The Running Man è un film che intrattiene (ma non solo)
Partendo dall’idea originale di King, il regista Wright si attiene molto di più al libro rispetto al film del 1987 e costruisce in modo sapiente una pellicola di vero intrattenimento: divertente, pulsante, senza mai strafare e mantenendo Ben Richards ancorato all’umanità, senza trasformarlo in un “supereroe”.
Come anticipato, scenografie, ambientazioni, personaggi (i Cacciatori in primis) e anche alcuni dialoghi sembrano usciti direttamente da un film d’azione di quarant’anni fa. E la cosa incredibile è che funziona.
The Running Man non scimmiotta in maniera forzata gli anni ’80, ma riesce al cinema in ciò che Stranger Things ha fatto in televisione.
Josh Brolin in The Running Man
Le tematiche di fondo sanno di già visto (chi segue Black Mirror sa a cosa mi riferisco), ma anche in questo caso la critica sociale a una società cinica fondata sul business e sul denaro, sul deepfake che fa credere alle persone qualsiasi cosa, e sulle bugie dei poteri forti e delle classi benestanti sui poveri, funziona in The Running Man. E la cosa spaventosa è che quel futuro distopico raccontato da King nei suoi libri, ora è “retro-futuristico”, dannatamente compatibile con la realtà di oggi sotto certi aspetti.
A livello di regia, Edgar Wright mantiene comunque il suo stile: un’energia contagiosa, un senso del tempo impeccabile e un’estetica visiva talmente personale da renderlo immediatamente riconoscibile.

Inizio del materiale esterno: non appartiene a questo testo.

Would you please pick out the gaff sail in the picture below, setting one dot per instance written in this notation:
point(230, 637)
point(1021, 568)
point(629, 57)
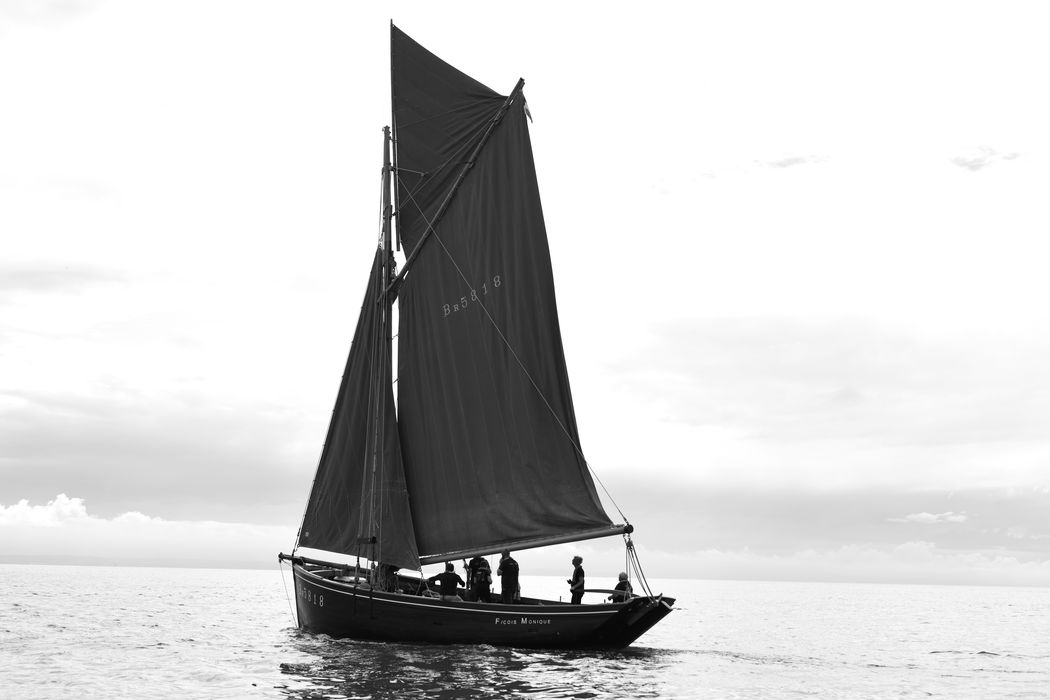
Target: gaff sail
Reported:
point(488, 433)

Anche The Running Man non fa eccezione.
L’umorismo non manca, così come le figure bizzarre, i botta e risposta fulminanti e, naturalmente, una colonna sonora clamorosa. Come accadeva in Baby Driver, anche qui la musica diventa motore narrativo ed emotivo. Ogni corsa, scontro e detonazione sembra orchestrato sul beat, creando un flusso ritmico irresistibile che eleva le scene d’azione a qualcosa di quasi coreografico.
Perché vedere The Running Man?
Fin dalla prima sequenza di corsa, il film non concede tregua. Una volta avviato il gioco, il ritmo resta altissimo. Ogni ambientazione e ogni nemico introducono un nuovo “livello”, come in un vero e proprio videogame con tanto di boss finale: dai vicoli della città ai grattacieli illuminati al neon, fino alle distese desertiche.
La regia di Wright tiene tutto in movimento senza perdere coerenza e permette di seguire chiaramente l’azione, cosa che molti action contemporanei trascurano.
The Running Man non è perfetto, poiché alcune scene sono telefonate per chi, come il sottoscritto, è cresciuto a pane e Schwarzenegger (Stallone, Van Damme e tutti gli altri machi del cinema), ma è un film d’azione “old style” che ha un’unica prerogativa: intrattenere.
Se volete andare al cinema e vedere un film che vi diverta, The Running Man fa per voi. Ma correte prima che i posti in sala finiscano!